Well guys, problem is solved. I really hate to admit what was wrong! I had moved this machine from a former location in shop and had not anchored it to floor. I had used it a few times on small items like drilling holes, but nothing big. I had always indicated the vise in before I did a key then leveled my shaft with a Starrett machinist level. I did the same with this set up. Now it just dawned on me yesterday what I did wrong! The Bridgeport was not level as I thought and although the vise was true, and the shaft was level, it was not parallel. Maybe at 66 now, things are beginning to slip a little. Sorry for the trouble guys, but I really appreciate your time and ideas. I know I threw a curve on this one. I will fix this problem next week. I think xalky is right, a 4-flute is better!  Thanks, Arky

- - - Updated - - -

NO, xalky, I meant a 2 flute. Guess I need another cup of coffee!


----------



## drs23 (Feb 8, 2014)

Good to hear you got it sorted.

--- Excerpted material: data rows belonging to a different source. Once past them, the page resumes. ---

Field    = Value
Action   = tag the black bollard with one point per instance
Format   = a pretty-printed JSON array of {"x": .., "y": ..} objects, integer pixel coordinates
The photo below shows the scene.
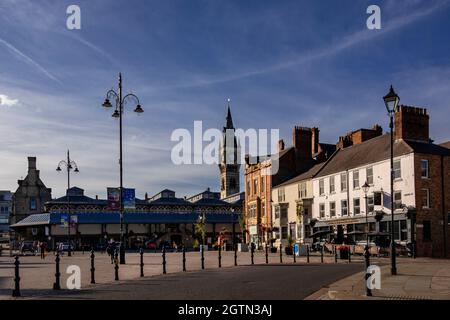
[
  {"x": 141, "y": 252},
  {"x": 281, "y": 253},
  {"x": 252, "y": 251},
  {"x": 367, "y": 275},
  {"x": 267, "y": 254},
  {"x": 116, "y": 265},
  {"x": 164, "y": 260},
  {"x": 321, "y": 254},
  {"x": 184, "y": 259},
  {"x": 57, "y": 285},
  {"x": 202, "y": 257},
  {"x": 349, "y": 255},
  {"x": 16, "y": 291},
  {"x": 92, "y": 267},
  {"x": 293, "y": 253}
]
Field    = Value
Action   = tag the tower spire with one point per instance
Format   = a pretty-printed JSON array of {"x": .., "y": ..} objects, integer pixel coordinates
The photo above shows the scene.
[{"x": 229, "y": 119}]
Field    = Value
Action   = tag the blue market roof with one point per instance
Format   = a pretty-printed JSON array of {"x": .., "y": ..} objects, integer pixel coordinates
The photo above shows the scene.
[
  {"x": 114, "y": 218},
  {"x": 34, "y": 220}
]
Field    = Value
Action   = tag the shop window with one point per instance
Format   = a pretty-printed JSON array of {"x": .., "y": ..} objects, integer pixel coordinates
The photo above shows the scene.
[
  {"x": 344, "y": 207},
  {"x": 397, "y": 169},
  {"x": 426, "y": 230}
]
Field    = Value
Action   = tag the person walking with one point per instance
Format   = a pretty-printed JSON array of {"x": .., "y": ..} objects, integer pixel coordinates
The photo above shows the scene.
[{"x": 42, "y": 247}]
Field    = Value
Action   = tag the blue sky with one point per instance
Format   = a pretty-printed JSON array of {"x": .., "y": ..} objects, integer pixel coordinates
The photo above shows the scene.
[{"x": 283, "y": 63}]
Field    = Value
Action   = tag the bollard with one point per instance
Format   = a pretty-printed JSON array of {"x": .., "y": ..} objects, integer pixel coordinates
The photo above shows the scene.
[
  {"x": 267, "y": 254},
  {"x": 321, "y": 255},
  {"x": 293, "y": 253},
  {"x": 202, "y": 257},
  {"x": 56, "y": 285},
  {"x": 164, "y": 260},
  {"x": 92, "y": 267},
  {"x": 116, "y": 265},
  {"x": 281, "y": 253},
  {"x": 367, "y": 274},
  {"x": 141, "y": 252},
  {"x": 252, "y": 251},
  {"x": 184, "y": 259},
  {"x": 16, "y": 291}
]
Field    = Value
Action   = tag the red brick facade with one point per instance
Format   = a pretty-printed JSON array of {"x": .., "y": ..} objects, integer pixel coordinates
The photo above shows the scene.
[{"x": 438, "y": 186}]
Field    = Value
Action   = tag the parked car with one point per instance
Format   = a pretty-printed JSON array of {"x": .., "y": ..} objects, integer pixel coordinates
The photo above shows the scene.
[
  {"x": 150, "y": 245},
  {"x": 28, "y": 246}
]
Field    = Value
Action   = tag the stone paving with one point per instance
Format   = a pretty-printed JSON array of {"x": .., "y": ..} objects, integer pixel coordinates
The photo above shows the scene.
[
  {"x": 37, "y": 276},
  {"x": 416, "y": 279}
]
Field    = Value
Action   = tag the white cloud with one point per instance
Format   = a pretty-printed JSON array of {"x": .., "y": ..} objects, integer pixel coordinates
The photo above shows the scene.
[{"x": 6, "y": 101}]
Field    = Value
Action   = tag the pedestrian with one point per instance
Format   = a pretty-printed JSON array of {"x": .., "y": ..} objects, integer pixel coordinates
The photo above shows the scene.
[{"x": 42, "y": 248}]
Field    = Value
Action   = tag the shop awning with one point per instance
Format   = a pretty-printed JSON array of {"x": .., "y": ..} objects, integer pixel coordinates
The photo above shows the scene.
[{"x": 320, "y": 233}]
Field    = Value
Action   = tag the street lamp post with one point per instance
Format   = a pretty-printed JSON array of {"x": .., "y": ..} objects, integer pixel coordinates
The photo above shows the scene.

It's always the little things we overlook it seems.


----------



## Walltoddj (Feb 8, 2014)

Arky said:


> Well guys, problem is solved. I really hate to admit what was wrong! I had moved this machine from a former location in shop and had not anchored it to floor. I had used it a few times on small items like drilling holes, but nothing big. I had always indicated the vise in before I did a key then leveled my shaft with a Starrett machinist level. I did the same with this set up. Now it just dawned on me yesterday what I did wrong! The Bridgeport was not level as I thought and although the vise was true, and the shaft was level, it was not parallel. Maybe at 66 now, things are beginning to slip a little. Sorry for the trouble guys, but I really appreciate your time and ideas. I know I threw a curve on this one. I will fix this problem next week. I think xalky is right, a 4-flute is better!  Thanks, Arky
> 
> - - - Updated - - -
> 
> NO, xalky, I meant a 2 flute. Guess I need another cup of coffee!



I've never bothered with leaving my mills, I tram the table to get the head square and indicate the vise, now it doesn't matter if the part is tight in the vise. I may end up leveling them but at this point it works for me. Glad you found your problem and are able to fix it.


 hew: 		

Todd


----------